SCP for file transfer in Linux CLI - Time & Space Complexity
When using SCP to copy files, it's helpful to understand how the time taken grows as the file size increases.
We want to know how the transfer time changes when the file gets bigger.
Analyze the time complexity of this SCP command copying a file:
scp /local/path/file.txt user@remote:/remote/path/
This command copies a file from the local machine to a remote machine over the network.
Look at what repeats during the file transfer.
- Primary operation: Sending file data in chunks over the network.
- How many times: Once for each chunk of the file until the whole file is sent.
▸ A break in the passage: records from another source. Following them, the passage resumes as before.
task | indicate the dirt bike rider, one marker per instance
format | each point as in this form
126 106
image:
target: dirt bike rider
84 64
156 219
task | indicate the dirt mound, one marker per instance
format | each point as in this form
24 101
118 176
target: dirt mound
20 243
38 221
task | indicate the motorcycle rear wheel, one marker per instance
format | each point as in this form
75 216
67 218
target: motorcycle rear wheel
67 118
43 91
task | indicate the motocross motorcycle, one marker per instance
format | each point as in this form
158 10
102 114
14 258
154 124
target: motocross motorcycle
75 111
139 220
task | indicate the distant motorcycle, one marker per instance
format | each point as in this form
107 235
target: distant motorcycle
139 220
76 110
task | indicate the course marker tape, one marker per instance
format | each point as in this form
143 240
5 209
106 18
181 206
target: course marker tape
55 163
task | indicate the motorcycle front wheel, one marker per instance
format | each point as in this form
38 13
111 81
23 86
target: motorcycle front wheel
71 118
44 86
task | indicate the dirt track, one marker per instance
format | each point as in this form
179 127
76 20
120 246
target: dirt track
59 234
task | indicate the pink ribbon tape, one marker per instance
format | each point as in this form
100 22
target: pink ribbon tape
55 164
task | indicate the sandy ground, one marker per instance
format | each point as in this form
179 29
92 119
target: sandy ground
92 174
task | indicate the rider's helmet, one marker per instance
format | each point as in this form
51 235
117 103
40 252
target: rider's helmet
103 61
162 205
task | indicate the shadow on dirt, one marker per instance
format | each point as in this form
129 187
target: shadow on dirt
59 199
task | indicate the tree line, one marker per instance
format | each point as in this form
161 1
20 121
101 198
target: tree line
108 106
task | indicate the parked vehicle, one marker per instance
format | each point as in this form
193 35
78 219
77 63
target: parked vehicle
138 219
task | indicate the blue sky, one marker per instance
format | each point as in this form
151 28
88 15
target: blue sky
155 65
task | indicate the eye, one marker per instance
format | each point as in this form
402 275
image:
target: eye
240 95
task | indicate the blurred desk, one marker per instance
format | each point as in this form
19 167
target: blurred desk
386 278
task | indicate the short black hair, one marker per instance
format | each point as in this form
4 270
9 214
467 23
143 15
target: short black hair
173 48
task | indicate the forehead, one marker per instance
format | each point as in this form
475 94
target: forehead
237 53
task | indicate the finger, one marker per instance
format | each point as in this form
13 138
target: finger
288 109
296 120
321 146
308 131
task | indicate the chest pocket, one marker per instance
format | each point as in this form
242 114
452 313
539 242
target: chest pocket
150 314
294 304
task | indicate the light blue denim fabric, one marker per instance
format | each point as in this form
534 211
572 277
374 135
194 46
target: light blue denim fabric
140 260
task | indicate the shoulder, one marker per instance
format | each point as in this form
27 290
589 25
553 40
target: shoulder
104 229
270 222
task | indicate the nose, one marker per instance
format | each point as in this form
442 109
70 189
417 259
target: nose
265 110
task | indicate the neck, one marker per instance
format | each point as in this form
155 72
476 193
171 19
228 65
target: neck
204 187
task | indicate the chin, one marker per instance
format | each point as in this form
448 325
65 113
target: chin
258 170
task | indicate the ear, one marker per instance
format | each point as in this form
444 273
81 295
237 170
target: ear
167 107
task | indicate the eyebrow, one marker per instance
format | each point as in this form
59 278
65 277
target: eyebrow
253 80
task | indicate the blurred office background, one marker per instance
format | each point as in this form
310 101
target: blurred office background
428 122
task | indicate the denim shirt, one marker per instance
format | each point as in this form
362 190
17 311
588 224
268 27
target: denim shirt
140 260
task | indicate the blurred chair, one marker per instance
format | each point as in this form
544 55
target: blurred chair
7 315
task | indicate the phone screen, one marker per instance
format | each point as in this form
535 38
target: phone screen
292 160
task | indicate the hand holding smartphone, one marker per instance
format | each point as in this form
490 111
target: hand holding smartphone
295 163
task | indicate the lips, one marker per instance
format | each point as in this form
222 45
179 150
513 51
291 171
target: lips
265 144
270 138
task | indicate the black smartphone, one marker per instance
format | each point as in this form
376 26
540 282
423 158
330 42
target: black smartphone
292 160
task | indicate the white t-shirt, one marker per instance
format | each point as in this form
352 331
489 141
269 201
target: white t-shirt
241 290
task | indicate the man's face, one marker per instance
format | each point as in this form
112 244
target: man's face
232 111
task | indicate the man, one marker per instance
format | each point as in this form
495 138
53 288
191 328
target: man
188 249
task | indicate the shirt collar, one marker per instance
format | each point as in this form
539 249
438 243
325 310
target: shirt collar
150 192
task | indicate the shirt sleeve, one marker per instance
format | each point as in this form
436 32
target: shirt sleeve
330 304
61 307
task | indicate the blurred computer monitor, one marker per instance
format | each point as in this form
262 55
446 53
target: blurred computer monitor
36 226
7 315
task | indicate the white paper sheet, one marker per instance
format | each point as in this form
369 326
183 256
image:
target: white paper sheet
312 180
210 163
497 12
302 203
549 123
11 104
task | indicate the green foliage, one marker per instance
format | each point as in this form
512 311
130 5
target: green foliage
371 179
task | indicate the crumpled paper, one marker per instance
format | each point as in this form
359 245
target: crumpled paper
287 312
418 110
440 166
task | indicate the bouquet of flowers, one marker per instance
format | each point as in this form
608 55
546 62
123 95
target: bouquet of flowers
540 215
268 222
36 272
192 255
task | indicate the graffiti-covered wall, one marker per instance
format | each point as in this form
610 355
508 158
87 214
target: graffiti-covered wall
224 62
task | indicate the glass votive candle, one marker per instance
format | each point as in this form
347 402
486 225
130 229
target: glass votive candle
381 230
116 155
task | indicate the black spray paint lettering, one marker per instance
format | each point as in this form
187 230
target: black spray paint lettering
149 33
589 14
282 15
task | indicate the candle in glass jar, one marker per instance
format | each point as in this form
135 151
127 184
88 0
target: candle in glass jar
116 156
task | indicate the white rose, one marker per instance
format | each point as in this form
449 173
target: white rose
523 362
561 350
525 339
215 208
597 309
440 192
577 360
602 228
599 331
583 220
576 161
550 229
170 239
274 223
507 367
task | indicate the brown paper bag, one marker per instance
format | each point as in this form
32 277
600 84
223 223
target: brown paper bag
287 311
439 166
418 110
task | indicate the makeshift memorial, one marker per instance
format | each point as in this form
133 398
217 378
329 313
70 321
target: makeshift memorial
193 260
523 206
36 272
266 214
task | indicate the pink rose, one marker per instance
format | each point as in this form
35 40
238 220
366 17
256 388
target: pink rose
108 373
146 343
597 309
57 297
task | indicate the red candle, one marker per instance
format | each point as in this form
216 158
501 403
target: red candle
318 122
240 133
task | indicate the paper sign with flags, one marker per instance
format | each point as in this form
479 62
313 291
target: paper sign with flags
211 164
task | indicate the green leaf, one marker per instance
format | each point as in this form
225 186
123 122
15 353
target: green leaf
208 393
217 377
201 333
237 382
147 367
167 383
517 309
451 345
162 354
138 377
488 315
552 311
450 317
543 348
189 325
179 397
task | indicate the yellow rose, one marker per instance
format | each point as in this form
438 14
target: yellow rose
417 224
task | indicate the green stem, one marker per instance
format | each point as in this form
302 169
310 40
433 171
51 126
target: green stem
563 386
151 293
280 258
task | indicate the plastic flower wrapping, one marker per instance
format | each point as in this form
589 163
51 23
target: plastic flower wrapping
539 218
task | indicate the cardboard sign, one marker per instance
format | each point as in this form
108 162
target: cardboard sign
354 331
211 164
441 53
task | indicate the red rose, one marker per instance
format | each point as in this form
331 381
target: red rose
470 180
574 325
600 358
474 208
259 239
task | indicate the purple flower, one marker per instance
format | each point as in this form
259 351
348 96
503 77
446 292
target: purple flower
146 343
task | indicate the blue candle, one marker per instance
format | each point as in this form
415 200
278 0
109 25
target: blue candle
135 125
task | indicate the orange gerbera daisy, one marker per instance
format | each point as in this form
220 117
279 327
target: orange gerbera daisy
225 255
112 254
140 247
The time to transfer grows as the file size grows because more chunks need to be sent.
| Input Size (n in MB) | Approx. Operations (chunks sent) |
|---|---|
| 10 | 10 units of data sent |
| 100 | 100 units of data sent |
| 1000 | 1000 units of data sent |
Pattern observation: The time grows roughly in direct proportion to the file size.
Time Complexity: O(n)
This means the time to copy grows linearly with the file size.
[X] Wrong: "SCP time stays the same no matter the file size because it just sends one command."
[OK] Correct: Actually, SCP sends the file data chunk by chunk, so bigger files take longer to send.
Understanding how file transfer time grows helps you explain network operations clearly and shows you can think about performance in real tasks.
"What if we compressed the file before using SCP? How would the time complexity change?"